Sat Oct 08, 2016 10:30 pm

I have an older 14x70 that is used as a hunting and fishing cabin in northern Illinois. I currently do not have any leaks but decided to update the ceilings and wall panels in one of the bedrooms and while I was at it I removed the insulation. The walls had very thin unfaced insulation between the studs with no vaper barrier. The ceiling from bottom to top was ceiling panel, thin unfaced insulation between the wood trusses. wood trusses, vapor barrier, thin unfaced insulation and finally metal roof. I can't get insulation and vapor barrier between the trusses and metal roof so wondering the proper way to insulate the walls and ceilings. I read some posts here that indicated the insulation should not touch the metal roof or it will cause condensation which to me seems impossible and also that was how it came from the factory. Looking for any advice but specifically have the following questions:

Should I use unfaced insulation on both walls and ceilings like they did at the factory or should I use faced insulation? Do I use a vapor barrier regardless of whether I use faced or unfaced insulation?

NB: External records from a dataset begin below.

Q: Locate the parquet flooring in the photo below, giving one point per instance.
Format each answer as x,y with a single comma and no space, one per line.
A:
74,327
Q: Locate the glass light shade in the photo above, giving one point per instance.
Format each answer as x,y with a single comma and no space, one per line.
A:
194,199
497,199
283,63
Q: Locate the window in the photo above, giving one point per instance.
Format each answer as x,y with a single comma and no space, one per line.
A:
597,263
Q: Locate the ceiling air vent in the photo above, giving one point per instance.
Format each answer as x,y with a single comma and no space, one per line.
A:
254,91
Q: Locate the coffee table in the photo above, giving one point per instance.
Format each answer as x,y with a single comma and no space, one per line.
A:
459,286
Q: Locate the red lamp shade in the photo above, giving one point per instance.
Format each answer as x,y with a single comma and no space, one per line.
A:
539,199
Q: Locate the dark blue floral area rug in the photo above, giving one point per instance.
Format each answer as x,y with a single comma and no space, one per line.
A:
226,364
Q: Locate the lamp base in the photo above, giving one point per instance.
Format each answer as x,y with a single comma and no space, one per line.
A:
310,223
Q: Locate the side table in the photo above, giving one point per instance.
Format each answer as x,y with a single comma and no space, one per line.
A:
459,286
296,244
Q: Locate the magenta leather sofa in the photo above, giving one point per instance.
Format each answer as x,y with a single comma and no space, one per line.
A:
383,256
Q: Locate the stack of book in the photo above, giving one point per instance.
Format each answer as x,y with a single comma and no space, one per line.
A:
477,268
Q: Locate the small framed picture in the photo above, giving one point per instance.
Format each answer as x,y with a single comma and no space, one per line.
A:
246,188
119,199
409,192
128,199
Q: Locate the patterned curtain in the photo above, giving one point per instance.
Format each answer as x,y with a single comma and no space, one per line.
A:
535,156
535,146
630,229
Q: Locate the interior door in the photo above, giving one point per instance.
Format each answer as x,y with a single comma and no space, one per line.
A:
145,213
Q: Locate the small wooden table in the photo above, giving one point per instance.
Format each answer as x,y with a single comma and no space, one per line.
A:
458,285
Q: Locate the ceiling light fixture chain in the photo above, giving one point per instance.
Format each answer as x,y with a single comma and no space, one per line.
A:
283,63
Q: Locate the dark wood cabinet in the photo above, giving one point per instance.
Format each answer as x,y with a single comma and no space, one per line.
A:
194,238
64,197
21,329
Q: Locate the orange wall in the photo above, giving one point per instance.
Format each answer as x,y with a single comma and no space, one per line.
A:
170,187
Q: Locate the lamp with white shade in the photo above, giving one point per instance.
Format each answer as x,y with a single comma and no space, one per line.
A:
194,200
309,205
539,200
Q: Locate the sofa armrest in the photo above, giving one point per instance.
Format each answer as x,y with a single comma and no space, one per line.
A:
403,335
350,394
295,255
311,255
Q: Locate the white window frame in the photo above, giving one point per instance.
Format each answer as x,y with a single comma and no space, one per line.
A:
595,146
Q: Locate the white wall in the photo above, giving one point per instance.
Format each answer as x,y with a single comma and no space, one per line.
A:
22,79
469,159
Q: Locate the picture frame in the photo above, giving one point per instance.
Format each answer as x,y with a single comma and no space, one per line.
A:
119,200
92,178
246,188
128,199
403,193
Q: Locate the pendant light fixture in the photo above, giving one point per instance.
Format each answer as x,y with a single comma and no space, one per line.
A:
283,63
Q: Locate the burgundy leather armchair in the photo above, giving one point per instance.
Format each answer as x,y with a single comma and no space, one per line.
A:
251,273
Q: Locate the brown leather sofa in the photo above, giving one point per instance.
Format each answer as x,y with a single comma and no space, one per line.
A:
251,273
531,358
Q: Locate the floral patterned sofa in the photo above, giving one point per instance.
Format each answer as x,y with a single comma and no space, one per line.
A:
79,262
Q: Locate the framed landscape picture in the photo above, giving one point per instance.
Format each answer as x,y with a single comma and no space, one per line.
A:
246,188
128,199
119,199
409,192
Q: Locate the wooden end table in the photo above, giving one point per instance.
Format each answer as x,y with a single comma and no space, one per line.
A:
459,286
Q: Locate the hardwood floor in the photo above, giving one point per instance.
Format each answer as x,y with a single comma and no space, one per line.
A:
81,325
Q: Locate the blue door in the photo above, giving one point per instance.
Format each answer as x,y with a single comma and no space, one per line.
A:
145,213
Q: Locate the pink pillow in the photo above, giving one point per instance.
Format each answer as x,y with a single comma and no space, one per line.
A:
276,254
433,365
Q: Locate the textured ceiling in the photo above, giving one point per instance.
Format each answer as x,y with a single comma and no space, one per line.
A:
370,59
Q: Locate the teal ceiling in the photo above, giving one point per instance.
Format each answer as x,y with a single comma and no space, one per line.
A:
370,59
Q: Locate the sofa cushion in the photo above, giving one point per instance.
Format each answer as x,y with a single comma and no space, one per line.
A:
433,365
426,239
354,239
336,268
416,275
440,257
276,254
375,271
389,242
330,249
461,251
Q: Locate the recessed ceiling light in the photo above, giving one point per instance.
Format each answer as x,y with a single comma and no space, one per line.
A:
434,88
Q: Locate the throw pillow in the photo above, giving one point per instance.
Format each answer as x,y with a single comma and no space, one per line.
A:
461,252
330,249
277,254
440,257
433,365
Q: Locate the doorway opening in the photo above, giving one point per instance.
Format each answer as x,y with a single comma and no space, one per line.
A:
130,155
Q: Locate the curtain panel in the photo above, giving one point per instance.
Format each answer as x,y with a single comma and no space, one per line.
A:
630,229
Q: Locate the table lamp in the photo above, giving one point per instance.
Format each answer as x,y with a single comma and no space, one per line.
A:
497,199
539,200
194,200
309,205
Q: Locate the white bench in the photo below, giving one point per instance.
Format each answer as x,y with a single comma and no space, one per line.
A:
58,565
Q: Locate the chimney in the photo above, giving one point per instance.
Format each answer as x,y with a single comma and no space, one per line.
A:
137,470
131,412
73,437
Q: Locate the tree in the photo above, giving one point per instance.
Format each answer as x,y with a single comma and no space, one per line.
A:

Just a bit more information. The day I did the demolition it was warm and poured rain. The next day there was not a drop of water inside so I feel good there are no leaks. The next night was cool and I turned the furnace on. In the morning I checked the room and it was like a rain forest with all the condensation on the ceiling and walls. I assume once I get the insulation and vapor barrier in the condensation will go away, right?



Posts: 8
Joined: Mon Jun 11, 2007 10:57 am
Location: Milton, WI

Fri Oct 14, 2016 4:23 pm

Based on the recommendation at Menard's I used unfaced insulation in both the ceiling and walls and applied a vapor barrier on the ceiling only. Hope I don't need to start all over.

Posts: 80
Joined: Tue Oct 20, 2015 11:02 pm

Fri Oct 14, 2016 6:37 pm

Apply vapor barrier in all areas.
You want to stop vapor/moisture from migrating to cold surface.
Example: glass of ice water that has moisture collect on glass.
Cover walls and ceiling with clear plastic, overlap seams min on 6 inches.
Gasket/seal all elec boxes and at wires entering j boxes Any holes in top or bottom plates should be caulked.
Caulk bottom plates at intersection of floor decking.
Make sure room has a path for return air back to furnace.
Could be grill in wall or door under cut.

Posts: 22
Joined: Mon Oct 17, 2016 4:38 pm

Tue Oct 25, 2016 10:16 pm

Faced fiberglass batts are meant to serve as a moisture barrier so you did the right thing. You only want one barrier or moisture will collect in between. The attic area in any home condensates heavily. This is the reason for roof and eave/soffit venting otherwise there would be mold. The walls may vent moisture inside the home. That may be the purpose of having no barrier. Mobile homes (especially older ones) are a bit confusing when it comes to venting. You can always use furring strips underneath the joists if you need additional space to insulate.